Page:Revue philosophique de la France et de l’étranger, tome XXV, 1888.djvu/601

La bibliothèque libre.
Cette page n’a pas encore été corrigée


L’ESPACE VISUEL ET L’ESPACE TACTILE

(dernier article[1])

IX

L’objection la plus grave que nous ayons rencontrée jusqu’ici, et celle que nous nous sommes efforcé surtout de prévenir et de réfuter, c’est l’objection qu’on peut élever contre notre thèse en se fondant sur la théorie empiristique, d’après laquelle l’origine de l’idée d’espace chez tous les hommes serait dans les sensations musculaires des organes locomoteurs : mais il en est une autre que nous ne devons pas non plus négliger, c’est celle qu’on tirerait du fait qu’il n’y a qu’une seule et même géométrie pour les voyants et pour les aveugles.

La réponse à la difficulté dont nous parlons est dans cette vérité incontestable que la géométrie n’est pas une science de choses, mais une science de rapports.

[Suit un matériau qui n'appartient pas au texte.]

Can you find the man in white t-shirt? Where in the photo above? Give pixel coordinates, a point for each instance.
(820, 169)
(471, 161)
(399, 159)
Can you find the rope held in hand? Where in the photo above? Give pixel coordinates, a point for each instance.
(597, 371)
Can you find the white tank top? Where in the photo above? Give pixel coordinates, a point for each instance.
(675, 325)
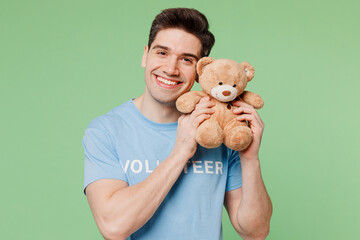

Est-il nécessaire de démontrer que la géométrie est une science de rapports ? Mais cela résulte de sa définition même, puisque tous les mathématiciens sont d’accord pour reconnaître que son objet c’est la mesure et l’ordre des parties de l’espace, et que très certainement la mesure est un rapport de même que l’ordre. Du reste il suffirait pour s’en convaincre de prendre garde que toutes les propriétés des figures de la géométrie, leur grandeur, leur forme, leur situation, ont leur expression adéquate et parfaite dans les formules de l’algèbre, ce qui revient à dire que tout est abstrait dans ces figures, malgré l’apparence concrète qu’elles revêtent comme objets de notre sensibilité, que tout s’y ramène aux lois de la quantité pure, et par conséquent que tout y est rapport. Ce que nous disons là s’applique évidemment aux figures de la géométrie telles que se les représentent les voyants. Supposons maintenant que les figures de la géométrie telles que se les représentent les aveugles diffèrent des premières, et même en diffèrent autant qu’on le voudra : ce que nous avons dit des unes s’applique nécessairement aux autres. Les figures

  1. Voir les numéros de février et avril 1888.